OAKLAND, Calif.—Internet security researchers at two U.S. universities have created a prototype system for the automatic generation of vulnerability signatures, promising a new technique to block exploits from attacking unpatched software vulnerabilities.
In a paper, here in PDF form, presented at the 2006 IEEE (Institute of Electrical and Electronics Engineers) Symposium on Security and Privacy here, academics from the University of Wisconsin-Madison and Carnegie Mellon University say the system can automatically generate a high-quality vulnerability signature using a single exploit.
“We need automatic signature generation techniques because manual signature generation is slow and error prone,” said David Brumley, a doctoral student in the computer science department at the Carnegie Mellon University.
Although the research work is highly theoretical and unproven in real world scenarios, anti-malware experts at the conference agree that the speedy generation of signatures to thwart zero-day attacks is even more important in todays environment.
Brumley, who presented the paper on behalf of the two universities, said previously unknown or unpatched vulnerabilities can be exploited faster than a human can respond, especially in cases of worm outbreaks.
“Automatic techniques have the potential to be more accurate than manual efforts because vulnerabilities tend to be complex and require intricate knowledge of details such as realizable program paths and corner conditions,” Brumley said.
“Understanding the complexities of a vulnerability has consistently proven very difficult for humans at even the source code level,” he added.
In theory, the signature generator would sit between the attacker and the victim, using data flow analysis and algorithms to churn out signatures to be installed on the vulnerable system.
“We have a [smart] adversary.
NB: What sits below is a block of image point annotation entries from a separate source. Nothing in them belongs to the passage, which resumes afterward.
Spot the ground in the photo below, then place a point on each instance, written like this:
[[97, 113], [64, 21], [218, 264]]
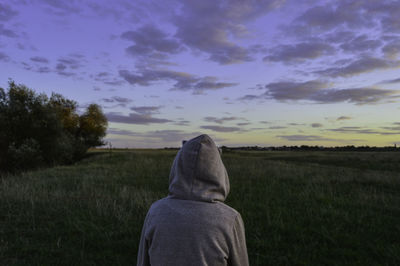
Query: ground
[[299, 208]]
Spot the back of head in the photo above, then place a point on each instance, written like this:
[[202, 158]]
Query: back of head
[[198, 172]]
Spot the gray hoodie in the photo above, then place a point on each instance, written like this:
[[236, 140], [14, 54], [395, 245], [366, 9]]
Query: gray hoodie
[[192, 226]]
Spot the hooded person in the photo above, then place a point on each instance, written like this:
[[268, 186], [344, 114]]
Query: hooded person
[[192, 225]]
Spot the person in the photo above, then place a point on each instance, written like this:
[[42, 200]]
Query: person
[[192, 225]]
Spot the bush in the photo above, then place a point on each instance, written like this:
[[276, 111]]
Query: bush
[[36, 130]]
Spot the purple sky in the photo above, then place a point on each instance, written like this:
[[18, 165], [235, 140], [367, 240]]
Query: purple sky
[[246, 72]]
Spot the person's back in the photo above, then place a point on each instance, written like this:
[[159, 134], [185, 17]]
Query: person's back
[[192, 226]]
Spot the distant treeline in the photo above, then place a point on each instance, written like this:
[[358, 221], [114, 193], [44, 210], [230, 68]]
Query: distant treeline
[[312, 148], [36, 130], [305, 148]]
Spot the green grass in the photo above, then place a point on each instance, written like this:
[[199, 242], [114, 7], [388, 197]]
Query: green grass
[[299, 208]]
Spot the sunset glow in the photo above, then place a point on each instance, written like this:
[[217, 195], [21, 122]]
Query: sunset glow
[[266, 73]]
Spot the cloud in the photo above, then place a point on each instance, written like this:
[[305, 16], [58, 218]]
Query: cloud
[[182, 122], [225, 20], [183, 81], [134, 118], [243, 124], [360, 43], [362, 65], [61, 8], [172, 135], [70, 62], [331, 16], [107, 78], [319, 92], [360, 130], [341, 118], [157, 135], [355, 95], [120, 101], [304, 138], [4, 57], [220, 120], [6, 12], [146, 109], [299, 52], [316, 125], [221, 128], [392, 49], [123, 132], [277, 127], [7, 32], [150, 40], [283, 91], [39, 59], [61, 67]]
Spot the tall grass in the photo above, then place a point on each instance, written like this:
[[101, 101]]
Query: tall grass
[[298, 208]]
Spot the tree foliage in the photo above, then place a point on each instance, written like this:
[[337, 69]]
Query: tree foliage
[[36, 130]]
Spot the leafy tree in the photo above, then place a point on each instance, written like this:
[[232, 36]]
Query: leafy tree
[[36, 130], [93, 126]]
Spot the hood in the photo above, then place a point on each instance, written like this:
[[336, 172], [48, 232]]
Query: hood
[[198, 172]]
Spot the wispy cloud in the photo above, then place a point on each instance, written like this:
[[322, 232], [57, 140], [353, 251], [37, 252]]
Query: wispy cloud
[[221, 128], [134, 118], [319, 92], [183, 81], [343, 117], [146, 109], [304, 138]]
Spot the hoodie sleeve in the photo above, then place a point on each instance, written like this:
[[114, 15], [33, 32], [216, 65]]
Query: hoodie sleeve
[[143, 252], [238, 253]]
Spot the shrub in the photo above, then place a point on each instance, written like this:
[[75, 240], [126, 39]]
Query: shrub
[[36, 130]]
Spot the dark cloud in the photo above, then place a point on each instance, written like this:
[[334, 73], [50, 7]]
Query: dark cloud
[[70, 62], [183, 81], [332, 15], [146, 109], [319, 92], [277, 127], [220, 120], [4, 57], [341, 118], [361, 43], [356, 95], [225, 19], [221, 128], [107, 78], [316, 125], [122, 132], [7, 32], [283, 91], [299, 52], [122, 101], [39, 59], [392, 49], [150, 40], [304, 138], [134, 118], [6, 12], [172, 135], [363, 65], [157, 135], [360, 130], [243, 124], [182, 122], [61, 67], [61, 8]]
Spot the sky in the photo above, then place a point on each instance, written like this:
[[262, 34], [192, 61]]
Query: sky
[[246, 72]]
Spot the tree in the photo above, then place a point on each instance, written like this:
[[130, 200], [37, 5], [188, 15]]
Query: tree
[[93, 126], [36, 130]]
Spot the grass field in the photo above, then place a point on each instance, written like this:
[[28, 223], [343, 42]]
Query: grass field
[[299, 208]]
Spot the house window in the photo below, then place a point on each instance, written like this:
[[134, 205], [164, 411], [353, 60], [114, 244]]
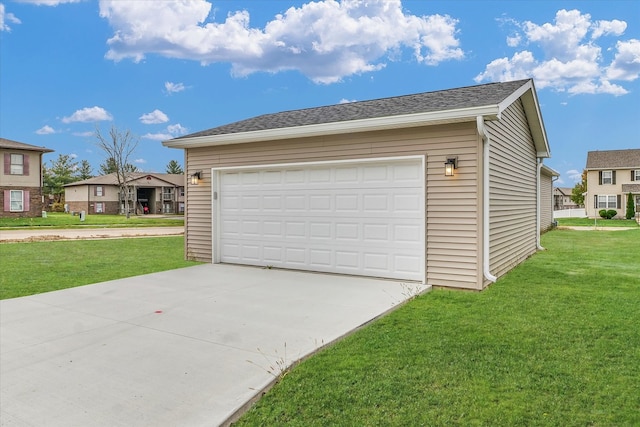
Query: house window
[[17, 164], [607, 202], [17, 201]]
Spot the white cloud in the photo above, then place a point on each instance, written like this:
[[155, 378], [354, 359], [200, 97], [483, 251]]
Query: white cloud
[[84, 134], [48, 2], [172, 131], [626, 64], [601, 28], [6, 17], [88, 114], [174, 87], [564, 56], [46, 130], [154, 117], [574, 175], [177, 129], [325, 40]]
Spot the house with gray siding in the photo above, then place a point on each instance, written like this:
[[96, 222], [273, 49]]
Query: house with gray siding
[[441, 187], [21, 179], [611, 176]]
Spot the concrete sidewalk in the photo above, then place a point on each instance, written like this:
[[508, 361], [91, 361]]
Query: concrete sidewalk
[[86, 233], [187, 347]]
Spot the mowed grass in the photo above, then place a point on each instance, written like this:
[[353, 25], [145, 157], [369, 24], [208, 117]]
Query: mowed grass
[[556, 342], [36, 267], [599, 222], [62, 220]]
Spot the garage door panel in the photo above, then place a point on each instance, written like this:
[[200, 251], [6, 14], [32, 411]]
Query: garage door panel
[[362, 219]]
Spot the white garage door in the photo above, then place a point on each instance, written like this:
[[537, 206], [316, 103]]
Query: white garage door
[[364, 218]]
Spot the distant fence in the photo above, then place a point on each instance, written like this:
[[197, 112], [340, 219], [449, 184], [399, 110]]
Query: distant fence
[[570, 213]]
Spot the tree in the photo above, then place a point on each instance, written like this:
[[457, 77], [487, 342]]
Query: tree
[[173, 167], [631, 210], [62, 171], [577, 194], [85, 171], [119, 147], [109, 166]]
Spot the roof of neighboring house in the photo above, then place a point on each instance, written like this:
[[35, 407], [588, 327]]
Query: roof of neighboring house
[[110, 179], [614, 159], [443, 106], [567, 191], [631, 188], [15, 145]]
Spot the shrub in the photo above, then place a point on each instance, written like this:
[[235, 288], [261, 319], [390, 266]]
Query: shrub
[[630, 207], [607, 214], [57, 207]]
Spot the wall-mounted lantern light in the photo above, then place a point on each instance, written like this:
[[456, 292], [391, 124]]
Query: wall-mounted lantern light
[[196, 177], [450, 165]]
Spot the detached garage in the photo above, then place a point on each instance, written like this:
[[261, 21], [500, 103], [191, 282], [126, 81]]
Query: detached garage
[[438, 187]]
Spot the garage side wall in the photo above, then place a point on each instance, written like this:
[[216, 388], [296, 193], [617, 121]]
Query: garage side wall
[[513, 187], [452, 207], [546, 202]]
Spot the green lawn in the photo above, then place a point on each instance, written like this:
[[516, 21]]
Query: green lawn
[[586, 222], [556, 342], [62, 220], [31, 268]]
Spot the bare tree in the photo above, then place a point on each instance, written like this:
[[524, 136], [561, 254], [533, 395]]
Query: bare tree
[[119, 146]]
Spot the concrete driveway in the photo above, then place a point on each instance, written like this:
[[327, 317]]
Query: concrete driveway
[[186, 347]]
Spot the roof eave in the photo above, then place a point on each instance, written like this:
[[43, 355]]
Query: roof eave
[[527, 93], [335, 128]]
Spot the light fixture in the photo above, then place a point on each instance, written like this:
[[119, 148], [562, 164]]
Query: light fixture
[[196, 177], [450, 165]]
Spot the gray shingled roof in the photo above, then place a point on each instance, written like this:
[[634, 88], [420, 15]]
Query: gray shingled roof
[[614, 159], [15, 145], [110, 179], [442, 100]]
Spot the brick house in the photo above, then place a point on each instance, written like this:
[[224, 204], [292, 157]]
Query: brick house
[[21, 179]]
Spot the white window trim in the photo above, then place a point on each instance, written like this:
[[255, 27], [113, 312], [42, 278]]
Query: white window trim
[[607, 201], [11, 201], [17, 165]]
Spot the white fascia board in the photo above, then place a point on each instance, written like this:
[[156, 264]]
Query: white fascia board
[[532, 110], [365, 125]]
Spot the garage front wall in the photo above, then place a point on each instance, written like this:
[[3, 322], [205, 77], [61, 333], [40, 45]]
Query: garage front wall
[[452, 206]]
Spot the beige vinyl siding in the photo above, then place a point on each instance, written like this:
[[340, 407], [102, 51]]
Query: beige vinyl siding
[[513, 183], [451, 202], [546, 202]]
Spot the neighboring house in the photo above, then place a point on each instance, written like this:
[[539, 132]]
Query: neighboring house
[[611, 176], [21, 179], [158, 192], [438, 187], [562, 199], [547, 177]]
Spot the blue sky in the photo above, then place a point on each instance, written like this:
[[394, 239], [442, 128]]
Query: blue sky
[[167, 68]]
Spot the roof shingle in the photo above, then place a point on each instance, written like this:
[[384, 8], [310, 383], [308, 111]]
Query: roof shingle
[[442, 100], [15, 145], [614, 159]]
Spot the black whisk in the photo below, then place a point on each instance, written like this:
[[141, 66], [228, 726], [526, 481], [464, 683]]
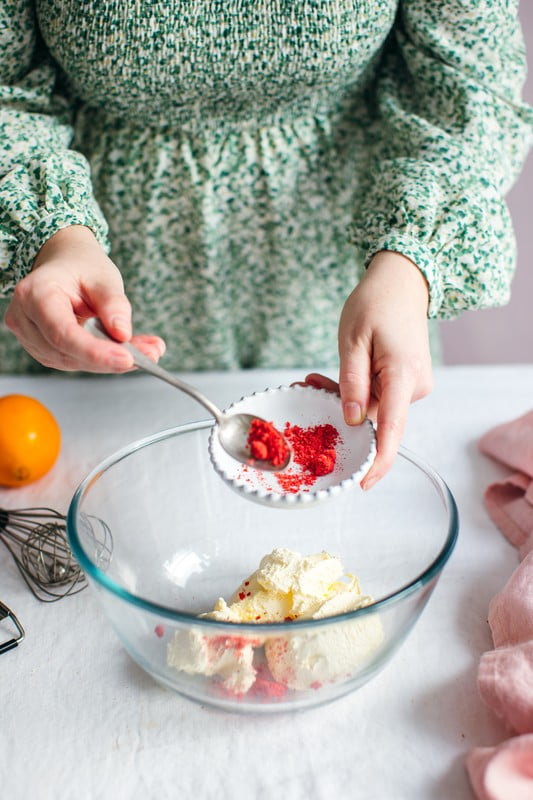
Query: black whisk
[[37, 540]]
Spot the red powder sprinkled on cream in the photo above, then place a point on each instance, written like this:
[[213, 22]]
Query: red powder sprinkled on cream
[[314, 454], [313, 450], [266, 443]]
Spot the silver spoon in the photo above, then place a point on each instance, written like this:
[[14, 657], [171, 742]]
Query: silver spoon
[[233, 429]]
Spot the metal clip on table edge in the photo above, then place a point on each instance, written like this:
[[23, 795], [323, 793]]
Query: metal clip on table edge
[[6, 613]]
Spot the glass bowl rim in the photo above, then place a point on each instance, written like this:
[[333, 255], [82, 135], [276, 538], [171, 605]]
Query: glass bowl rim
[[107, 583]]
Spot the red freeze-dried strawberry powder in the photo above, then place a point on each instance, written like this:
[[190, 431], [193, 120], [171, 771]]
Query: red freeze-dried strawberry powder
[[313, 449], [266, 443]]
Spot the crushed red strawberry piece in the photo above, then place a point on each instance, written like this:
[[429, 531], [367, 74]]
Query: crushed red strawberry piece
[[267, 443]]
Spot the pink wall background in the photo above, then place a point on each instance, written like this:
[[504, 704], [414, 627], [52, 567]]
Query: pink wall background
[[504, 335]]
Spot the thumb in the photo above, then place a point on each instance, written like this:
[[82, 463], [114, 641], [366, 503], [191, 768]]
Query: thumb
[[355, 383], [111, 305]]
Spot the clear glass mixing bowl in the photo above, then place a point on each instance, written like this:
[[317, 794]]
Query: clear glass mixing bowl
[[161, 537]]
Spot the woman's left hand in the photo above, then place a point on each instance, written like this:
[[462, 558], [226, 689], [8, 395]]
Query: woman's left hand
[[385, 362]]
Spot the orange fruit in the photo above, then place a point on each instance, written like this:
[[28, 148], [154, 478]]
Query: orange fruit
[[30, 440]]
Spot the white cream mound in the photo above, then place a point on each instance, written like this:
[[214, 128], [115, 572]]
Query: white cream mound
[[287, 586], [307, 660]]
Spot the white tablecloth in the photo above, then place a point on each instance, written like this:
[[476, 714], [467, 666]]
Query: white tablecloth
[[78, 719]]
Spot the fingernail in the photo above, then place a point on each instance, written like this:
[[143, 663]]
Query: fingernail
[[121, 324], [353, 413], [120, 359]]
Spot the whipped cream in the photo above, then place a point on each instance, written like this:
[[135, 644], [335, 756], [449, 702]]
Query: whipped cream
[[289, 586], [286, 586]]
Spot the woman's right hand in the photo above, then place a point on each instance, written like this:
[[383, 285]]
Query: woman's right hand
[[72, 279]]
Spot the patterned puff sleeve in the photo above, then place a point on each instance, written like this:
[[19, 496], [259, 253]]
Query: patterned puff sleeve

We have a victim running a vulnerable service. In between, we have a signature generator that takes an input [from the exploit], grind through an algorithm to create a signature that is installed on a defense system,” Brumley said.
During lab tests against two different vulnerabilities, Brumley boasted that the system created signatures in a tenth of a second without any false positives or false negatives.
“We believe we can build the perfect signature for the exploit we have never seen,” he said.
Brumley acknowledged that the successful implementations of the prototype were done in research settings only, but he made it clear that the work could be extended to handle things like robust vulnerability identification; improving existing pattern-extraction signature generation algorithms; and finding possible paths to a flaw that is missed by a software vendors patch.
The idea of automating the process of reacting to malware threats isnt entirely new. Researchers at Microsoft are currently working on an automated way to handle the classification of malware families.
Microsofts anti-malware engineering team has proposed the use of distance measure and machine learning technologies to come up with an automatic way to classify viruses, Trojans, spyware, rootkits and other malicious software programs.
At this weeks conference, lab rats at Microsoft Research and the University of Michigan are also expected to present prototypes for virtual machine-based rootkits that cannot be detected by security software running in the target system.
The proof-of-concept rootkit, called SubVirt, exploits known security flaws and drops a VMM (virtual machine monitor) underneath a Windows or Linux installation.
Once the target operating system is hoisted into a virtual machine, the rootkit becomes impossible to detect because its state cannot be flagged by security scanners.